Tips your clients can use to combat a low home appraisal and lift the value of their home.
Your clients have recently had their home appraised and are shocked at the results. According to the appraiser’s report, the value of their home is significantly lower than they were expecting. What do they do now? As their real estate agent, they turn to you for advice. A recent article on RealtyBizNews.com may help your clients who have received an appraisal they believe to be too low.
“A low home appraisal sure feels like bad news. However, sometimes, it’s bad news that can be avoided, or even turned around for the better,” blogger Elizabeth Lee wrote in the article.
Give your home a lift
Have your clients try these suggestions from Lee to turn a low appraisal around:
• View their home from someone else’s perspective — First determine whether the appraisal, though lower than your clients would like it to be, is actually fair. If it is, get started correcting things that may be dragging down your home’s value.
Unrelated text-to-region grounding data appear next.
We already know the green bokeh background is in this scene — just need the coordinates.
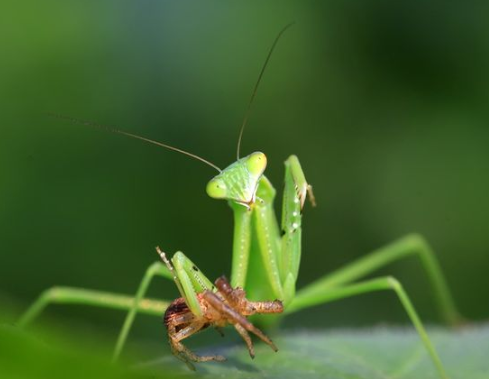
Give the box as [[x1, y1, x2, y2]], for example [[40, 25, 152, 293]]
[[1, 0, 489, 357]]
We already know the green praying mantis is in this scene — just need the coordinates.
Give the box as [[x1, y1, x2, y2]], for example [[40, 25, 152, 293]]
[[17, 25, 462, 378]]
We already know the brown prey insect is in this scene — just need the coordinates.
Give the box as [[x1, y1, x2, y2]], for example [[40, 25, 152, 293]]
[[162, 248, 283, 370]]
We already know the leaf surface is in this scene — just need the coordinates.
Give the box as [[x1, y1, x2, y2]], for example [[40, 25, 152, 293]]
[[2, 324, 488, 379], [142, 325, 489, 379]]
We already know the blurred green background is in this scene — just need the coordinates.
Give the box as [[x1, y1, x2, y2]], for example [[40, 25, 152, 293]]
[[1, 0, 489, 359]]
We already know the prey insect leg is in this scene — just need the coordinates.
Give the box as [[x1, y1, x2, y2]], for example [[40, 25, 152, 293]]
[[167, 321, 226, 371], [202, 290, 279, 352]]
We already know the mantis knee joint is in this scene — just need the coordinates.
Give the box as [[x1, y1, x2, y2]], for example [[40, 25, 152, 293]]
[[42, 286, 63, 301], [386, 276, 402, 292], [404, 233, 429, 250]]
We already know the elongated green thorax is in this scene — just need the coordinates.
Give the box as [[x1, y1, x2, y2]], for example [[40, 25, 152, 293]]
[[206, 152, 267, 207]]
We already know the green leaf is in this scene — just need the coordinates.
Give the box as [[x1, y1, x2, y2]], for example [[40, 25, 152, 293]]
[[2, 324, 488, 379], [143, 326, 489, 379]]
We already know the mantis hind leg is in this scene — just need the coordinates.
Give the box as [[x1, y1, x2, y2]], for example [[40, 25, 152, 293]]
[[17, 260, 174, 361], [290, 234, 462, 325], [291, 276, 449, 379], [17, 286, 169, 329]]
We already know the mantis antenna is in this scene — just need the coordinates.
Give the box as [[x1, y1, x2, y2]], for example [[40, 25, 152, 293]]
[[236, 22, 295, 160], [47, 112, 222, 172]]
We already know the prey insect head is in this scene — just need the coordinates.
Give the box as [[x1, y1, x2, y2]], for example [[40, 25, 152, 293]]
[[206, 151, 267, 207]]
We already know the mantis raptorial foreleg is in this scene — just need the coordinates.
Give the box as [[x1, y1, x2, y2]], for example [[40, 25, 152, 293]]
[[113, 248, 216, 361], [226, 156, 298, 306], [230, 203, 252, 290], [229, 155, 314, 308]]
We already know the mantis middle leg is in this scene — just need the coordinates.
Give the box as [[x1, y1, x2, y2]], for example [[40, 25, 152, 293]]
[[17, 284, 169, 329], [289, 233, 461, 325]]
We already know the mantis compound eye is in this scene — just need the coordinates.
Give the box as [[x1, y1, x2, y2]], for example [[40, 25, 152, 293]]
[[206, 178, 228, 199], [245, 152, 267, 176]]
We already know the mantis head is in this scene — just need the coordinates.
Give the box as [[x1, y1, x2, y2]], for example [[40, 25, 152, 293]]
[[206, 152, 267, 207]]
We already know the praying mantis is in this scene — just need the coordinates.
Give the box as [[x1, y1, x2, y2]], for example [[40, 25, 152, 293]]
[[17, 24, 461, 378]]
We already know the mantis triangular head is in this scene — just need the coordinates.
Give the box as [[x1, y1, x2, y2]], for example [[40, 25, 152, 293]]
[[206, 152, 267, 207]]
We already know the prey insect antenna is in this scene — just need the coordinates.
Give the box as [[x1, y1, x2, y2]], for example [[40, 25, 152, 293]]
[[47, 112, 222, 172], [236, 22, 295, 160]]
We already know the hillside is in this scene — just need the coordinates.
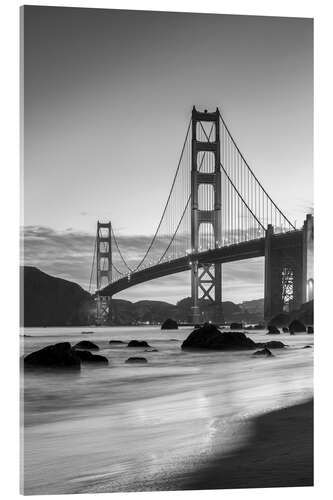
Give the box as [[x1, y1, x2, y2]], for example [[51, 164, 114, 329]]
[[21, 266, 265, 326], [22, 266, 94, 326]]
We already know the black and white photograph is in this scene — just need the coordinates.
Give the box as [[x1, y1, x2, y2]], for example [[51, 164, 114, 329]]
[[19, 4, 314, 495]]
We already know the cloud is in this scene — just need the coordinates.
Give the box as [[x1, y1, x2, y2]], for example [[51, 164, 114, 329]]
[[21, 225, 264, 303]]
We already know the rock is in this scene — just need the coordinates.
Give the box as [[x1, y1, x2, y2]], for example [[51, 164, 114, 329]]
[[260, 340, 286, 349], [253, 323, 265, 330], [24, 342, 81, 370], [253, 347, 273, 357], [194, 324, 201, 329], [125, 357, 148, 363], [303, 345, 312, 349], [81, 331, 94, 334], [289, 319, 306, 334], [74, 340, 99, 350], [230, 322, 243, 330], [75, 350, 108, 364], [267, 324, 280, 334], [161, 318, 178, 330], [307, 326, 314, 334], [282, 327, 289, 333], [169, 338, 179, 341], [181, 323, 256, 350], [109, 340, 125, 344], [127, 340, 150, 348]]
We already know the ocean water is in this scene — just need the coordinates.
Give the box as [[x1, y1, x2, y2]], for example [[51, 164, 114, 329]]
[[21, 326, 313, 494]]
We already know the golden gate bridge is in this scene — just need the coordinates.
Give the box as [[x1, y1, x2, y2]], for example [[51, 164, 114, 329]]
[[88, 106, 313, 324]]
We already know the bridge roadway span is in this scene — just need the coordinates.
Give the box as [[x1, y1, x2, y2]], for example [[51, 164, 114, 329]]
[[99, 231, 302, 297]]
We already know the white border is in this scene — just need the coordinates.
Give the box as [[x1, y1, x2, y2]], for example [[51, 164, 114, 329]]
[[1, 1, 332, 499]]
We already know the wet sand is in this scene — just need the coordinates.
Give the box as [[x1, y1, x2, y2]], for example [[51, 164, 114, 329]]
[[168, 399, 313, 490]]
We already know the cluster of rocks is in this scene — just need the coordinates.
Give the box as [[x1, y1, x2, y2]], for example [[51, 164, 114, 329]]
[[181, 323, 285, 357], [24, 342, 81, 370], [267, 319, 313, 335], [23, 337, 163, 370], [23, 341, 108, 370], [23, 320, 311, 372]]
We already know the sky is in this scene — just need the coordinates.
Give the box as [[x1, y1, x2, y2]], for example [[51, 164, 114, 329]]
[[22, 6, 313, 303]]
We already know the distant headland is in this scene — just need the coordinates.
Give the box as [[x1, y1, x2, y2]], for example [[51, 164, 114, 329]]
[[21, 266, 312, 328]]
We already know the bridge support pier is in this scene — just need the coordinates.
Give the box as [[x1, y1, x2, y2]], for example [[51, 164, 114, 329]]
[[302, 213, 314, 303], [95, 295, 112, 325], [264, 214, 313, 322], [191, 259, 201, 325]]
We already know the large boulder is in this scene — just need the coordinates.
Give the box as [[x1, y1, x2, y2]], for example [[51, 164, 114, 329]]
[[74, 340, 99, 350], [181, 323, 256, 350], [161, 318, 178, 330], [74, 350, 108, 364], [127, 340, 150, 348], [307, 326, 314, 334], [125, 357, 148, 363], [24, 342, 81, 370], [289, 319, 306, 334], [267, 324, 280, 334], [109, 340, 125, 344], [230, 322, 243, 330], [282, 327, 289, 333]]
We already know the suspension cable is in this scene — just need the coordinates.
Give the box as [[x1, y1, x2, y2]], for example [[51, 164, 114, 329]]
[[111, 262, 126, 276], [198, 121, 265, 232], [157, 123, 215, 263], [117, 118, 192, 272], [136, 118, 191, 270], [110, 222, 134, 272], [218, 110, 295, 230]]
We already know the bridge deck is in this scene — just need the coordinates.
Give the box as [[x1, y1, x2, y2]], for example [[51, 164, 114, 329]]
[[99, 231, 302, 297], [100, 237, 267, 296]]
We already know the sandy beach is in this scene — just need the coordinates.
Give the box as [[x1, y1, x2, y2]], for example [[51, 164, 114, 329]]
[[22, 327, 313, 494], [166, 399, 313, 490]]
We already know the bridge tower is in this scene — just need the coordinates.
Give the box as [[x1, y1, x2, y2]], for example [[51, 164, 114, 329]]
[[191, 106, 223, 324], [96, 221, 112, 325]]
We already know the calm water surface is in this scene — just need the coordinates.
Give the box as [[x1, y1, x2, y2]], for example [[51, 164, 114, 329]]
[[21, 326, 313, 494]]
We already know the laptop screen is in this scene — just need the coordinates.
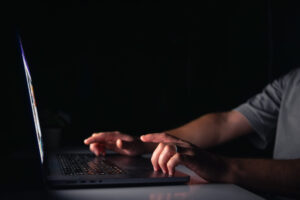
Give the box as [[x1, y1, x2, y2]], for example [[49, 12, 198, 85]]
[[19, 38, 44, 164]]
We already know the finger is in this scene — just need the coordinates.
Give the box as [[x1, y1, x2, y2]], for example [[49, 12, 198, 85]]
[[95, 139, 132, 156], [141, 133, 191, 148], [84, 131, 133, 145], [158, 144, 177, 174], [116, 139, 122, 149], [90, 143, 99, 156], [141, 133, 177, 143], [151, 143, 165, 171], [167, 153, 183, 176], [84, 132, 104, 144], [89, 143, 97, 155], [89, 143, 105, 156], [167, 153, 199, 176], [84, 133, 101, 145]]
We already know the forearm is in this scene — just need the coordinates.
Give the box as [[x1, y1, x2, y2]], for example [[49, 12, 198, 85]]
[[225, 158, 300, 198], [166, 111, 251, 148]]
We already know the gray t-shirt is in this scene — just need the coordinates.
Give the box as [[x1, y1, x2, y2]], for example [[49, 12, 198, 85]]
[[235, 68, 300, 159]]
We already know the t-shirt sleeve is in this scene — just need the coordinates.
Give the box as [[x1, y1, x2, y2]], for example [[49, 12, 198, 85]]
[[234, 71, 292, 149]]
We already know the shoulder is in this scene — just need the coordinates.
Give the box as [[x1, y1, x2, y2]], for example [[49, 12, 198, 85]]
[[284, 67, 300, 87], [282, 67, 300, 82], [272, 67, 300, 89]]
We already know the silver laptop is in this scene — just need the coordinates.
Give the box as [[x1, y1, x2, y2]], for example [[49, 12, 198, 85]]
[[18, 36, 189, 188]]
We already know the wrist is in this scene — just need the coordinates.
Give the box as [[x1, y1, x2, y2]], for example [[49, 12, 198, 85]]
[[222, 158, 241, 184]]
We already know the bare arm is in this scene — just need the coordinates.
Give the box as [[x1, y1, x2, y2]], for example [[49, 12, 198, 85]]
[[84, 111, 253, 155], [166, 110, 253, 148], [226, 158, 300, 198]]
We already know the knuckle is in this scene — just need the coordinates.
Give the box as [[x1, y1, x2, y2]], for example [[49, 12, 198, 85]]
[[165, 145, 176, 155], [165, 144, 172, 151]]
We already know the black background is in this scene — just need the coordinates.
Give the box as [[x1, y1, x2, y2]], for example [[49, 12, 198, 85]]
[[4, 0, 300, 161]]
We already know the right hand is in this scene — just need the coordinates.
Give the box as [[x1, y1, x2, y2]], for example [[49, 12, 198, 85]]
[[140, 133, 229, 182], [84, 131, 145, 156]]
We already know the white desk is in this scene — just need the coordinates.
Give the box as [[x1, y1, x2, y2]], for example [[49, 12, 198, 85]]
[[49, 165, 265, 200]]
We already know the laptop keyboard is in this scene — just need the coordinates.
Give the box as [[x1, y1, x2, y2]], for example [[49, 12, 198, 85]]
[[57, 154, 125, 176]]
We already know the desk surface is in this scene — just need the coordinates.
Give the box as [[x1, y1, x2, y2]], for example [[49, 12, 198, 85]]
[[49, 165, 265, 200]]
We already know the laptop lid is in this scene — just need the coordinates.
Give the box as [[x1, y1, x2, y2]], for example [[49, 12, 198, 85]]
[[18, 36, 45, 165]]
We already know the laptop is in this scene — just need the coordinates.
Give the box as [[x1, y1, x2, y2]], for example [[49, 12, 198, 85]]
[[17, 36, 190, 188]]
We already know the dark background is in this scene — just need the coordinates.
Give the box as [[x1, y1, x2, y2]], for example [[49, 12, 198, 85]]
[[4, 0, 300, 161]]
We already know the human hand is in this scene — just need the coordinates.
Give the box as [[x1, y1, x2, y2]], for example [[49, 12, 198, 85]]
[[140, 133, 230, 182], [84, 131, 145, 156]]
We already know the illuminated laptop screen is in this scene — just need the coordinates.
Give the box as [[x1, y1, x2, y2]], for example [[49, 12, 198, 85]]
[[19, 39, 44, 163]]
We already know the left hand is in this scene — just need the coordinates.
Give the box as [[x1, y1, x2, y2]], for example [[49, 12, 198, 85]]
[[84, 131, 145, 156], [140, 133, 231, 182]]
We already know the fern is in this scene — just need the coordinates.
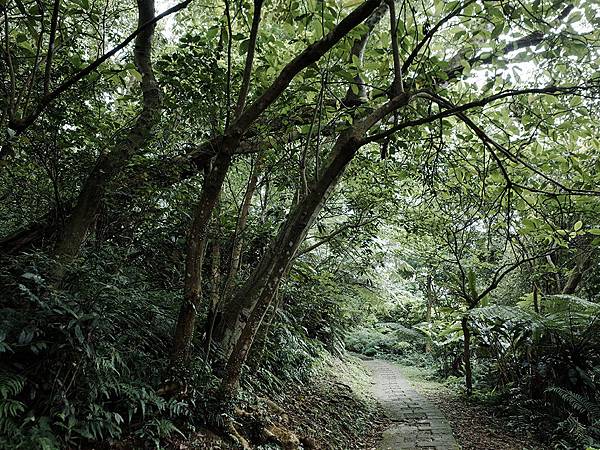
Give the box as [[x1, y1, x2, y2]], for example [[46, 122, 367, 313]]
[[0, 398, 26, 437], [548, 387, 600, 422], [556, 416, 599, 447], [0, 380, 25, 438], [544, 295, 600, 314], [468, 305, 544, 326], [0, 371, 24, 400]]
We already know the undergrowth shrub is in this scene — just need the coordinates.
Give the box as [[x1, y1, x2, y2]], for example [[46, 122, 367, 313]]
[[243, 272, 359, 396], [466, 298, 600, 447], [345, 324, 423, 356], [247, 307, 323, 395], [0, 252, 216, 449]]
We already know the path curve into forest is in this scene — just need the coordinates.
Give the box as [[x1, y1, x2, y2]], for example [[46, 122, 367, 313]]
[[363, 358, 460, 450]]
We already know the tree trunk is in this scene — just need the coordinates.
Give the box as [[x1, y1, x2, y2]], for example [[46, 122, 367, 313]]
[[248, 290, 282, 370], [533, 283, 539, 313], [204, 218, 222, 356], [461, 315, 473, 396], [53, 0, 162, 268], [205, 155, 262, 357], [219, 279, 280, 398], [546, 254, 561, 294], [215, 130, 365, 397], [561, 248, 590, 294], [170, 0, 383, 370], [171, 153, 231, 367], [214, 129, 361, 356], [342, 1, 390, 106], [222, 154, 263, 299], [214, 85, 412, 395], [425, 273, 433, 353]]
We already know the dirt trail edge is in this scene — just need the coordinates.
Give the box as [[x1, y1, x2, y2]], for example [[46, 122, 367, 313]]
[[363, 358, 460, 450]]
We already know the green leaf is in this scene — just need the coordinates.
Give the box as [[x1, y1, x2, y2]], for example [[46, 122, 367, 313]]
[[206, 26, 219, 41], [491, 21, 504, 39], [129, 69, 142, 81], [239, 39, 250, 55]]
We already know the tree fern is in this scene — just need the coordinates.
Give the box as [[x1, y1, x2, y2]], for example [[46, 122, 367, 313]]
[[544, 295, 600, 314], [468, 305, 543, 325]]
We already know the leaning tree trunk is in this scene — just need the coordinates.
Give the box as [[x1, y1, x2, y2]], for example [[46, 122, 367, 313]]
[[205, 154, 263, 357], [220, 273, 281, 399], [168, 0, 382, 372], [216, 82, 412, 396], [248, 290, 283, 370], [217, 129, 365, 397], [214, 85, 412, 369], [53, 0, 162, 269], [204, 212, 222, 355]]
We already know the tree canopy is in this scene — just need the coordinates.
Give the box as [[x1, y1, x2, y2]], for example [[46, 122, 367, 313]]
[[1, 0, 600, 448]]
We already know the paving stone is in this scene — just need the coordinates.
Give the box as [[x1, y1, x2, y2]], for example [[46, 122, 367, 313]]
[[363, 359, 460, 450]]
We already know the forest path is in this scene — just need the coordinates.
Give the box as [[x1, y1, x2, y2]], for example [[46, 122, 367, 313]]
[[363, 358, 460, 450]]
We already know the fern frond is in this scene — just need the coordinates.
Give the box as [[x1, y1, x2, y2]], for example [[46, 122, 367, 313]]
[[0, 371, 24, 400], [544, 295, 600, 314], [548, 387, 600, 421], [0, 399, 25, 419], [468, 305, 542, 325]]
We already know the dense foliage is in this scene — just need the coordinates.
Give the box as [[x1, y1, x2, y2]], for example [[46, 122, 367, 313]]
[[2, 0, 600, 448]]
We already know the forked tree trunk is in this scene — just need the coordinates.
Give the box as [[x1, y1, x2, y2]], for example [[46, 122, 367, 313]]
[[205, 155, 263, 357], [216, 131, 363, 396], [169, 0, 381, 372], [220, 278, 280, 398], [53, 0, 162, 268], [215, 85, 412, 395]]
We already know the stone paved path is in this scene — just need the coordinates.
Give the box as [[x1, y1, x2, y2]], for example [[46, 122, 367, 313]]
[[363, 358, 460, 450]]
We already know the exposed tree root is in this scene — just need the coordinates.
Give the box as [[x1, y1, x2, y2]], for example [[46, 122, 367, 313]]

“Be aware of the defects in your home, and think about the way you would perceive your home if you were a potential buyer viewing it for the first time,” Lee wrote. “This will give you a starting point.”
• Correct what they can — Although structural defects may be too large for sellers to tackle, clients should correct as many other problems as they can. Major renovations such as roof replacements will offer a significant return on investment, according to Lee.
• Be hands-on — Lee suggested clients be present during the appraisal to ensure the appraiser doesn’t miss anything, such as unenclosed land that is part of your client’s property. “If you have storage discretely built into your home that may be overlooked, such as attic doors or closets located beneath stairs, point these features out to the appraiser,” Lee wrote. Making a list of things they want the appraiser to see is also a good idea.
• Set the stage — Get rid of clutter that may obscure the condition of walls and clean your outside property so that it is easily accessible. “Try to get your home to a state where it’s as open and bare as possible,” Lee wrote.
Those strategies are great, but there may be factors beyond your clients’ control that are contributing to their low appraisal, according to Lee. In that case, they can try:
• Disputing the appraisal — If your clients have a legitimate reason to think their appraisal is inaccurate, they can dispute the results. “You can discuss things you don’t understand with the appraiser and request that he or she goes over the details one more time,” Lee wrote. In addition, Lee suggested the appraiser may offer advice to help boost the home’s value.
• Realize it’s not their fault — A low residential appraisal may be due to the home’s surrounding area or local real estate market. “There isn’t much you can do about that unless you intend to go door to door remodeling houses or advertise all of the real estate in your community,” Lee wrote.
• Wait it out — A low appraisal could also mean the market is not as lucrative as your clients think it is. They may need to wait until the housing market is more stable. “If holding on a year can help you net an extra $20,000 on the sale of your home, you may be better off doing so,” Lee wrote.